Temo che l’unico leader internazionale che ne abbia ancora piena consapevolezza sia Papa Francesco.

L’anziano e sofferente pontefice, classe 1936, eletto dieci anni fa (il 13 marzo 2013), è inquieto e si tormenta. Più che il pacifismo - spesso afono o inadeguato - è il termine «pace» che disturba i manovratori.

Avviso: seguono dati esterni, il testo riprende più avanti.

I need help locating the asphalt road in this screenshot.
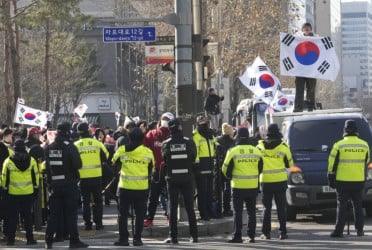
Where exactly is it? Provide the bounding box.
[0,206,372,250]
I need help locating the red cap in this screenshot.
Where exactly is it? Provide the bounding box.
[28,127,42,136]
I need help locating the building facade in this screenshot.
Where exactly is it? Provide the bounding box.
[341,1,372,98]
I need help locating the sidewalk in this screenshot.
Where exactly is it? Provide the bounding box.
[17,196,266,241]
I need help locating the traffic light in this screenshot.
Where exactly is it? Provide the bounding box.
[202,38,211,80]
[161,63,175,74]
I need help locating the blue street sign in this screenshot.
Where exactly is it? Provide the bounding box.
[103,26,156,43]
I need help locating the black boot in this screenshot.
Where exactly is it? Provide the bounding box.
[70,240,89,249]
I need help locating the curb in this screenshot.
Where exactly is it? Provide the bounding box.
[90,217,234,239]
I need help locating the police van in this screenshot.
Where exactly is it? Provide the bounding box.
[267,109,372,220]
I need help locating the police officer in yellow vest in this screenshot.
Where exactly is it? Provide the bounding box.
[74,122,109,230]
[328,120,370,237]
[192,116,215,221]
[222,128,262,243]
[112,128,154,246]
[1,140,39,246]
[257,123,293,240]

Inoltre, c’è di mezzo anche la fede (quale?), con religiosi che benedicono fucili e mitragliatori degli opposti schieramenti. 

È così, purtroppo, e non bisogna scivolare nei luoghi comuni per affermarlo. 

Jorge Mario Bergoglio - pur con stampelle e carrozzina - era andato di persona all’ambasciata russa per chiedere a Putin di fermarsi. Ora, il mondo è ben diverso rispetto alla crisi di Cuba dell’ottobre 1962. Ma la Santa Sede resta ancora un territorio neutro e autorevole. Insomma, si trarrà di un decennale molto complicato per il Pontefice, con questo rovello che lo consuma. 

Nei sacri e felpati palazzi tutto sembra attutito, ma c’è guerra anche lì. Sul fronte americano, con una maggioranza di vescovi più attivisti repubblicani e fedeli di Trump che pastori di Santa Romana Chiesa; sul fronte tedesco, affacciato su un possibile scisma; sul fronte mondiale, con la piega della pedofilia e il malessere sulla governance ecclesiale e le frizioni tra clero e laici. 

Eppure, oltre Tevere, esistono uomini e idee che potrebbero mettere attorno a un tavolo i contendenti. Stanno lavorando, pungolati da Bergoglio. Ci riusciranno? 

 

Non condivido spesso le idee e la postura di Marco Travaglio. Ma il suo ultimo libro andrebbe letto: «Scemi di guerra. La tragedia dell’Ucraina, la farsa dell’Italia. Un paese pacifista preso in ostaggio dai no pax» (PaperFIRST, 2023). Per destabilizzarci opportunamente e costruire una consapevolezza diversa dei fatti.